Animal protocol was approved by Institutional committee on Laboratory Animal Care. Contrast-enhanced ultrasound imaging with MBs targeted with an anti-VEGFR-2 monoclonal antibody (UCAVEGFR-2) and isotype control antibody (UCAIgG) was performed in 7 mice with thyroid carcinoma, 5 mice with hyperplasia or benign thyroid nodules and 4 mice with normal thyroid. After ultrasonography, the tumor samples were harvested for histological examination and VEGFR-2 expression was tested by immunohistochemistry. Data were reported as median and range. Paired non parametric Wilcoxon’s test and ANOVA of Kruskal-Wallis were used. The correlation between the contrast signal and the VEGFR-2 expression was assessed by the Spearman coefficient.

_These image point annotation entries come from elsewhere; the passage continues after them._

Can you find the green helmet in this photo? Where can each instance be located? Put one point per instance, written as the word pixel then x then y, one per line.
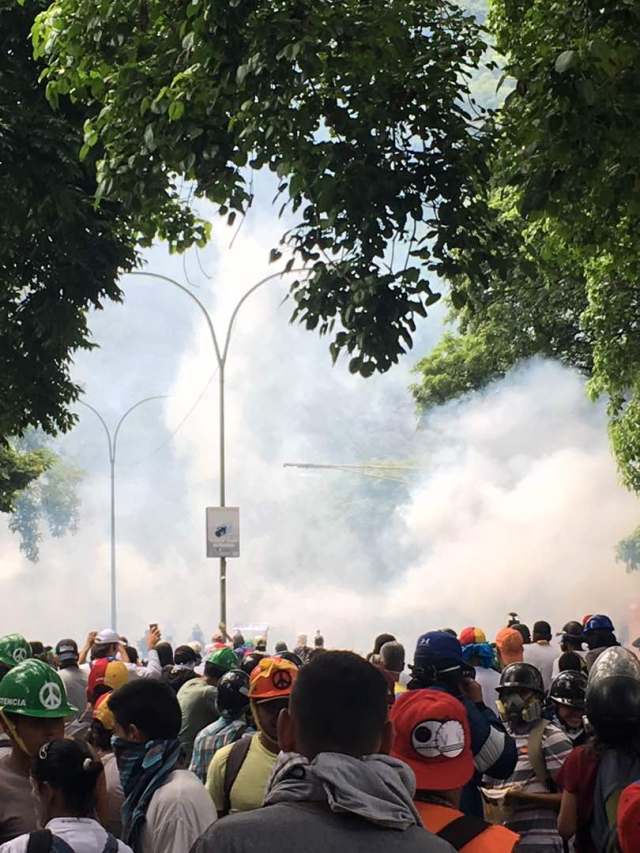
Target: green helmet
pixel 34 689
pixel 13 650
pixel 225 658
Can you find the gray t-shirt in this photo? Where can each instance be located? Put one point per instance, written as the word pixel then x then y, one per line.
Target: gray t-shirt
pixel 17 803
pixel 312 827
pixel 75 683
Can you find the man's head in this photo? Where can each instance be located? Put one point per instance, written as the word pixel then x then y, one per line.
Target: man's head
pixel 431 735
pixel 392 655
pixel 106 644
pixel 33 705
pixel 338 704
pixel 510 645
pixel 541 632
pixel 145 709
pixel 219 662
pixel 67 653
pixel 270 685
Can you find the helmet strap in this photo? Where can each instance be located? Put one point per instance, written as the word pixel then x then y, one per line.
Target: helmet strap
pixel 13 733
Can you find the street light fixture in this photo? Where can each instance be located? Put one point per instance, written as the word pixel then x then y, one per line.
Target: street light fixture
pixel 112 443
pixel 221 358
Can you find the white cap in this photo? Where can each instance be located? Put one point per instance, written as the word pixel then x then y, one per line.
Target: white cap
pixel 108 636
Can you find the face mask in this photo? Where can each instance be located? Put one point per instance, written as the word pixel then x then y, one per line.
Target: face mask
pixel 515 709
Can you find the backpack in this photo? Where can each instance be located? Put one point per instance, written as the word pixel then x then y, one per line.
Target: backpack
pixel 462 830
pixel 235 760
pixel 44 841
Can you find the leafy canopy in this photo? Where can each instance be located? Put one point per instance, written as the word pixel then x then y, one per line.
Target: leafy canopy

The Video intensity difference (VID) caused by backscatter of the retained UCAVEGFR-2 was significantly higher in mice harboring thyroid tumors compared to mice with normal thyroids (P < 0.01) and to mice harboring benign nodules (P < 0.01). No statistically significant differences of VID were observed in the group of mice carrying benign nodules compared to mice with normal thyroids. Moreover in thyroid tumors VID of retained VEGFR-2-targeted UCA was significantly higher than that of control UCAIgG (P <0.05). Results of immunohistochemical analysis confirmed VEGFR-2 overexpression. The magnitude of the molecular ultrasonographic signal from a VEGFR-2-targeted UCA retained by tissue correlates with VEGFR-2 expression determined by immunohistochemistry (rho 0.793, P=0.0003).
We demonstrated that CEUS with UCAVEGFR-2 might be used for in vivo non invasive detection and quantification of VEGFR-2 expression in thyroid cancer in mice, and to differentiate benign from malignant thyroid nodules.